Personally, the best method in regards to the thoughts themselves was to treat the DP no differently than I do my anxiety and depression (I experience both.) I didn't/don't see it as irreparable damage, and believe it is more of a strange defense mechanism of an exhausted brain.

If you have underlying anxiety/depression, then it is necessary to tackle those first. I did this through some group therapy/CBT at first, to at least understand what might be happening in my brain. The group sessions also gave me an understanding that I was not the only one feeling like this (in regards to the anxieties) and that, in fact, many had it much worse. You'll learn many techniques and strategies that will help with what I believe to often be the underlying cause of DP.

Ignoring the DP is impossible, and most people don't really grasp what you are talking about when you try to explain it. Even my therapist didn't really fully grasp what DP was. It can make you feel alone. However, it's good to remind yourself that even though it's hard to really grasp reality, your loved ones will support you regardless of their comprehension of what is going on. It can be worth opening up to a couple of people who are close to you to at least hear yourself talk about it out loud.
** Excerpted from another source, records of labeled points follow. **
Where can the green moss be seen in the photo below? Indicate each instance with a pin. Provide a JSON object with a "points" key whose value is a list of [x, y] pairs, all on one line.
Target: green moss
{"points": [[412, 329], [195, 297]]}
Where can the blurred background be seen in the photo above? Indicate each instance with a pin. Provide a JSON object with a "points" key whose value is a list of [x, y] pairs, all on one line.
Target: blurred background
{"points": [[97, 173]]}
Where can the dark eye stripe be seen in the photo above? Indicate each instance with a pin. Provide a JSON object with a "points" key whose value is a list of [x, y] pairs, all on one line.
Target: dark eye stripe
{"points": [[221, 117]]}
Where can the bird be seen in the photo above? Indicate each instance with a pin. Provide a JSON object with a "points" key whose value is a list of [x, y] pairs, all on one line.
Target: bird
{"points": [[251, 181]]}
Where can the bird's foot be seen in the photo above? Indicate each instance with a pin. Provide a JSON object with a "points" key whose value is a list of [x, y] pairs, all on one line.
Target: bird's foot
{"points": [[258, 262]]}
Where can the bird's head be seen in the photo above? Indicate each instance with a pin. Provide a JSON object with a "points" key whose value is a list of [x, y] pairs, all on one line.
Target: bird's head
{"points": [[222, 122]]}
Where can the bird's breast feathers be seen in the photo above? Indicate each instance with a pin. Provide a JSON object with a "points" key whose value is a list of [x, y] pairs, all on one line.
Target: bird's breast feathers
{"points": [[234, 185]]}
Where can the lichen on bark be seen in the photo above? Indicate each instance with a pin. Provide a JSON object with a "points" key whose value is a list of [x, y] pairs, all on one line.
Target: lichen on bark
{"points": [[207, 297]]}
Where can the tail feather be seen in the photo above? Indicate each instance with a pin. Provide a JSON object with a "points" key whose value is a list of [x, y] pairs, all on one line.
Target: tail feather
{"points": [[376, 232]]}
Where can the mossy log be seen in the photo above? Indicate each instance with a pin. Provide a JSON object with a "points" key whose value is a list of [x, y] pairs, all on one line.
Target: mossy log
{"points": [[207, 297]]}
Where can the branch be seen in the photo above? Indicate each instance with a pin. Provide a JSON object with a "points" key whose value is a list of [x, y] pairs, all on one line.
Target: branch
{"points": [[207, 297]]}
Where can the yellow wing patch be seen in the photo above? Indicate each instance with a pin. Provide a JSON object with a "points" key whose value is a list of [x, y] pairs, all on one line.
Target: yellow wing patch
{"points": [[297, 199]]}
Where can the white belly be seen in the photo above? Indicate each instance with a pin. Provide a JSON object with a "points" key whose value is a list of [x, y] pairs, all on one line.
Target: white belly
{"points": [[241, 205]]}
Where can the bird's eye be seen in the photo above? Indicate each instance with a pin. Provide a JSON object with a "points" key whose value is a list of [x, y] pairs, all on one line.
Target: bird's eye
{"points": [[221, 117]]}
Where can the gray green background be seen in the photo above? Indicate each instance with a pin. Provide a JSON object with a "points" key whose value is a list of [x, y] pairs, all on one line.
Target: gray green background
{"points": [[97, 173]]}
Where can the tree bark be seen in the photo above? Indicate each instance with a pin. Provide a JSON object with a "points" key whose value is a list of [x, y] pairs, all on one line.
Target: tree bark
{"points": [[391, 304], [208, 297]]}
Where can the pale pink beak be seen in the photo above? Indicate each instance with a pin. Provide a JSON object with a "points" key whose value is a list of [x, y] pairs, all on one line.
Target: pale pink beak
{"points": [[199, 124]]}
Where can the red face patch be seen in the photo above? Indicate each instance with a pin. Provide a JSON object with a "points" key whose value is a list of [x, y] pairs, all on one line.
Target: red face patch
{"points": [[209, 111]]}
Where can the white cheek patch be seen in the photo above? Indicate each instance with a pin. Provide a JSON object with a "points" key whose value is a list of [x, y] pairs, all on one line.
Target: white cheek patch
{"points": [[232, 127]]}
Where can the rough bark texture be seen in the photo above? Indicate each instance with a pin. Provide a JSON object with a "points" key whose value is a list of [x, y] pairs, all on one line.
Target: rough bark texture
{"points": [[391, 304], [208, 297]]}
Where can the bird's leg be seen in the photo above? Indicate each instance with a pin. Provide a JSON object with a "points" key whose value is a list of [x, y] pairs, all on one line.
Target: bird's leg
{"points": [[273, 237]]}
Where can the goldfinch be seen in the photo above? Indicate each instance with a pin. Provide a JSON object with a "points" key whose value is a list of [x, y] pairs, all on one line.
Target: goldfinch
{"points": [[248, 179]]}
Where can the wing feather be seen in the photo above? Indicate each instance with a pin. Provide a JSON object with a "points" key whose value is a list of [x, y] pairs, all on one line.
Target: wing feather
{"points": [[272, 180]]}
For myself, it almost became a joke between my roommates and I. (granted we have slightly odd senses of humor.)

You've probably been told this by others: to just 'ignore it.' This was extremely difficult for me to do, and I even thought it a little ridiculous considering DP effects your vision so intensely. 'Ignore' is a strong word and I found it better to just 'go with it' for lack of a better term. When the DP was manageable, I tried my best (very slowly and over a long period of time) to just accept it for what it was...a spaced out dream...a disconnect with the self. When I went out with friends, I just had to accept that I wasn't going to always feel 'there.' And when I would return I would have to accept that the whole night might feel like a dream. The anxiety of: 'I might feel like this forever' was ever present, particularly when I was falling asleep. It's a very difficult thing to manage, and this was by far the most challenging aspect of my recovery. When the thoughts were bad I would usually have to go for a walk, call a friend, watch tv etc. until it passed (in my experience the worst bouts would eventually ease off.) This Acceptance was always easy for a few days, or when life was going good, but it was also a nightmare sometimes. This is why I think it's important to get your underlying anxieties under control first, because then when thoughts of hopelessness or confusion enter your head, they're much more manageable.

The best thing to help with this arduous process was *distraction* in any form. Regardless of the activity, time spent outside of my house was always a good thing. Do things that take a long time (and are at least mildly enjoyable) and try to schedule things that you won't be able to skip (like meetups with friends/hair appointments etc.) If you have something set in stone that you need to do that day, it focuses at least some of your attention onto that event and not your present state (I know this is the opposite of what anxiety therapy will tell you, but it helped me as long as the event didn't stress you out.) I found it extremely important to try and plan things on the weekends. Things that are fun and distracting and things that get you out of your house. Most importantly, it had to be something you looked forward to. If you could occupy even a small part of your brain with the positive thought of having something to look forward to, it's a good thing.

This may not be possible for most of you (and it wasn't for me without racking up a Mastercard bill) but I became a little more careless with spending and, oddly enough, I think it helped. If friends were going away for the weekend and money was the only issue, I would just go anyways. If I was feeling stressed and hungry, I would treat myself to some good food etc. I'm not saying to do this to the point of excess, but if occasionally treating yourself makes you happy then go for it (in moderation.)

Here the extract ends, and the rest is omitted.